A floating bridge is one which crosses a river, estuary or lake and is supported by pontoons, instead of fixed permanent supports. The first historical records of such bridges date back to the Persians and Greek where the deck was supported on pigskins or boats. These bridges were built for military purposes. One such bridge was built across the Bosporus spanning 1km by Darius in 493BC. The Persians constructed a similar bridge over the River Euphrates in 536BC.

This type of bridge became very popular down through the ages, particularly where installing fixed foundations was difficult. In addition, the technology evolved because of the benefits to military operations. Such bridges could be assembled on a shoreline and moved over into position with the minimum of labour and machinery in a short period of time.

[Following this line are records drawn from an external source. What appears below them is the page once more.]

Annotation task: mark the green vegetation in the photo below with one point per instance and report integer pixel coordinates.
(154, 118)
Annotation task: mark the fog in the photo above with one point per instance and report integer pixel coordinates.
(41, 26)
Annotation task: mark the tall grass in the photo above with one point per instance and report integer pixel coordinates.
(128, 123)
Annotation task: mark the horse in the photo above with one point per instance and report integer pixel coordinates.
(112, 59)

When the bridge is in position the pontoons are anchored to the river bed to ensure stability. The top of the pontoons may act as the road carriageway or a truss, which is continuous across the pontoons, may also be used.

Image of Floating

Homer M. Hadley Memorial Bridge on Lake Washington, USA

On waterways, where there are large volumes of shipping, an opening span can be incorporated in the centre to allow passage upstream and downstream. In early times the pontoons were actually boats made of timber. This practice evolved into steel pontoons but nowadays concrete is also used where practicable.

The main disadvantage of this type of bridge is the high cost of maintenance and its susceptibility to damage from weather events and shipping. In addition the anchoring has to cater for the rise and fall of the water levels. As a result very few such bridges have been constructed in recent years. The exception is Lake Washington adjacent to Seattle in Washington State, USA, where a number of such bridges in excess of 2kms in length have been built in recent years. The pontoons are fabricated from pre-stressed concrete in a dry dock, they are then floated into position and fixed to the previous one with bolted or pre-stressed connections.

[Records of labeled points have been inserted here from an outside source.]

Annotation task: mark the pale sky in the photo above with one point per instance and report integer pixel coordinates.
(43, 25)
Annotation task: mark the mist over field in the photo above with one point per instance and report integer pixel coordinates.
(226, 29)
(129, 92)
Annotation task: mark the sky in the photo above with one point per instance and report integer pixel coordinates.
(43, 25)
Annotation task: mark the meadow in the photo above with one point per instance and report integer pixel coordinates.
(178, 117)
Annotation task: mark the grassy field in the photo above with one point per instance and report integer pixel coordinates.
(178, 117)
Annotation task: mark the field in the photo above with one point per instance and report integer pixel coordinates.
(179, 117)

These bridges, very often incorporate an opening span. This can be achieved by moving one of the pontoons out of position. In the Washington State bridges it is achieved in two ways, namely by creating two lines of pontoons so that the carriageways in each direction diverge. The pontoon, where the carriageways merge together can then be floated into the space between the parallel pontoons. The alternative is that one pontoon is lifted vertically and the next one floated in beneath it thus giving passage for ships.